Most teams can tell you what their AI agents are supposed to do. Almost none can prove the implementation actually matches that policy. Exabeam’s Praxen, launched June 23 as an Apache 2.0 open-source tool, is the first purpose-built solution for this gap — it takes your declared agent policy and checks it against the evidence: source code, configurations, behavioral logs, and deployment state.
The Problem No One Was Measuring
AI agents are no longer toy demos. They’re running CI jobs, accessing production databases, committing to version control, and managing cloud credentials. According to a 2026 survey of over 900 technical leaders, 88% of organizations have already experienced AI agent security incidents that their existing policies failed to prevent. Meanwhile, 82% of those same executives felt confident those policies were adequate.
That gap has a name: policy drift. Agents accumulate excess permissions over time. They get configured with tools that technically work but exceed their stated scope. MCP servers get added to deployment configs without updating the security review. No tool was looking for the divergence between “what we wrote in the policy doc” and “what the agent can actually do.”
The numbers make the stakes clear: organizations enforcing least-privilege access for AI agents report a 17% incident rate. Those without it: 76%. That 4.5x difference isn’t a new lesson — it’s the same principle identity management taught us a decade ago with IAM policies, now applied to agents.
What Praxen Does
Praxen introduces a concept it calls the Worker Remit — a Markdown policy document that forces teams to explicitly declare what an agent is authorized to do before deployment. The remit covers the agent’s mission, its authorized tools, approved channels and counterparties, and explicitly forbidden actions.
With a remit in hand, Praxen ingests evidence from the agent’s implementation and environment: source code, deployment configurations, behavioral logs, and MCP server configs.
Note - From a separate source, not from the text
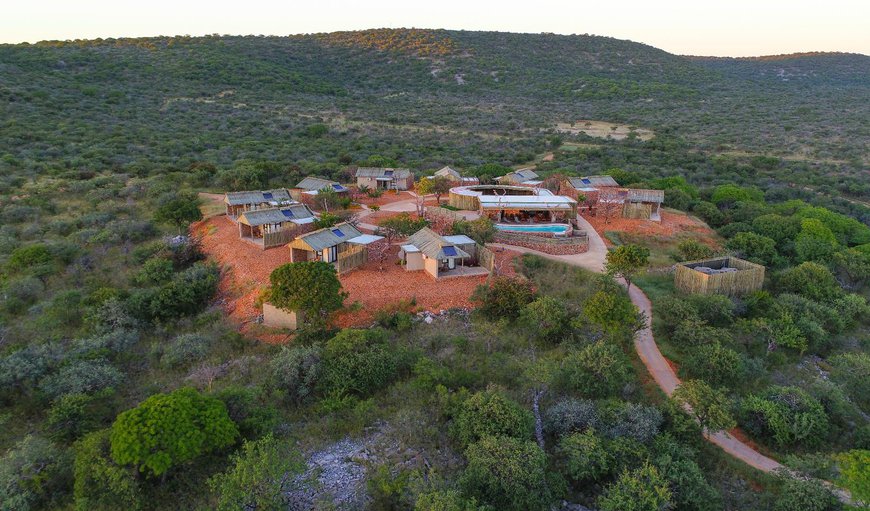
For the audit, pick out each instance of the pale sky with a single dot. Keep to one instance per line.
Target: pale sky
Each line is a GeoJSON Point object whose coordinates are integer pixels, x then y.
{"type": "Point", "coordinates": [695, 27]}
It then produces a gap report — specific findings for every place the observed implementation diverges from declared intent, recommendations for each finding, and an overall maturity score using the RAISE Framework (six categories, 0–5 per category).
Each finding is tagged against the OWASP Top 10 for Agentic AI Applications 2026 and — when MCP configuration is present — the OWASP Secure MCP Server Development Guide 2026. Under the EU AI Act, documenting intended vs. actual agent behavior is increasingly a compliance requirement for high-risk systems. A Worker Remit plus a Praxen report is a natural artifact for that.
How to Run It
Praxen runs as a skill plugin for Claude Code or OpenAI Codex. No pip install required — one command adds the plugin and you point it at the agent you want to evaluate. It requires Python 3.9+ and a Sonnet-class model or higher on Claude Code, or a GPT-5-class equivalent on Codex.
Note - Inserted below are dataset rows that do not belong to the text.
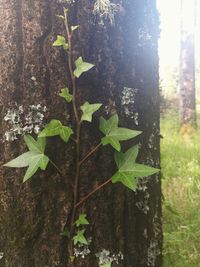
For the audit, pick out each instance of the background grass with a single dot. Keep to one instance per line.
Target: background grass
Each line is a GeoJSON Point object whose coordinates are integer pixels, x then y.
{"type": "Point", "coordinates": [180, 161]}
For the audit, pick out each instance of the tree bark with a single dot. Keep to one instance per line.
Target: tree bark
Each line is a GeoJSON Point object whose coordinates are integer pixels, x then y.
{"type": "Point", "coordinates": [125, 79]}
{"type": "Point", "coordinates": [187, 113]}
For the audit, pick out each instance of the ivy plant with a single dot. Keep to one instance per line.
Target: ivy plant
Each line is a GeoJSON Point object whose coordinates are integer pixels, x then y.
{"type": "Point", "coordinates": [35, 158]}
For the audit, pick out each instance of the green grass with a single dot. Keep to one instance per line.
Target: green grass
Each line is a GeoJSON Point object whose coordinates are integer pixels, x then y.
{"type": "Point", "coordinates": [180, 161]}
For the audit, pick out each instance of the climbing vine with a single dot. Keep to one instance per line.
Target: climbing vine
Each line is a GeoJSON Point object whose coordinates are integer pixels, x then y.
{"type": "Point", "coordinates": [127, 170]}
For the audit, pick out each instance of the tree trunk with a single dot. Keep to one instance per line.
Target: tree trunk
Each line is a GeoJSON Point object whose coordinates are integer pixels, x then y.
{"type": "Point", "coordinates": [187, 68]}
{"type": "Point", "coordinates": [125, 79]}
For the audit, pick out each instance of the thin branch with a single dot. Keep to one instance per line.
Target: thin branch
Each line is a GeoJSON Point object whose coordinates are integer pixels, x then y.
{"type": "Point", "coordinates": [56, 167]}
{"type": "Point", "coordinates": [69, 39]}
{"type": "Point", "coordinates": [92, 192]}
{"type": "Point", "coordinates": [89, 154]}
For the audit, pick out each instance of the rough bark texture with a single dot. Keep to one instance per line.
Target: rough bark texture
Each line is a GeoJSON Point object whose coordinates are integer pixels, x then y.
{"type": "Point", "coordinates": [187, 72]}
{"type": "Point", "coordinates": [32, 215]}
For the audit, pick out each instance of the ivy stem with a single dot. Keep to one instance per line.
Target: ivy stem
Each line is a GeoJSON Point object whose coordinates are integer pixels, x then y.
{"type": "Point", "coordinates": [77, 140]}
{"type": "Point", "coordinates": [73, 79]}
{"type": "Point", "coordinates": [57, 169]}
{"type": "Point", "coordinates": [92, 192]}
{"type": "Point", "coordinates": [90, 153]}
The Worker Remit is worth writing even if you never run Praxen. Forcing your team to write down exactly what the agent may and may not do — in a structured document, before deployment — is the kind of discipline that IAM policy reviews made standard for cloud resources. Agents deserve the same rigor.
What It Doesn’t Solve
Praxen is a pre-deployment check, not a runtime monitor. Exabeam’s Agent Behavior Analytics product handles the runtime layer. Praxen answers “did we build the agent we intended?” — ABA answers “is the deployed agent behaving as intended in production?” You need both.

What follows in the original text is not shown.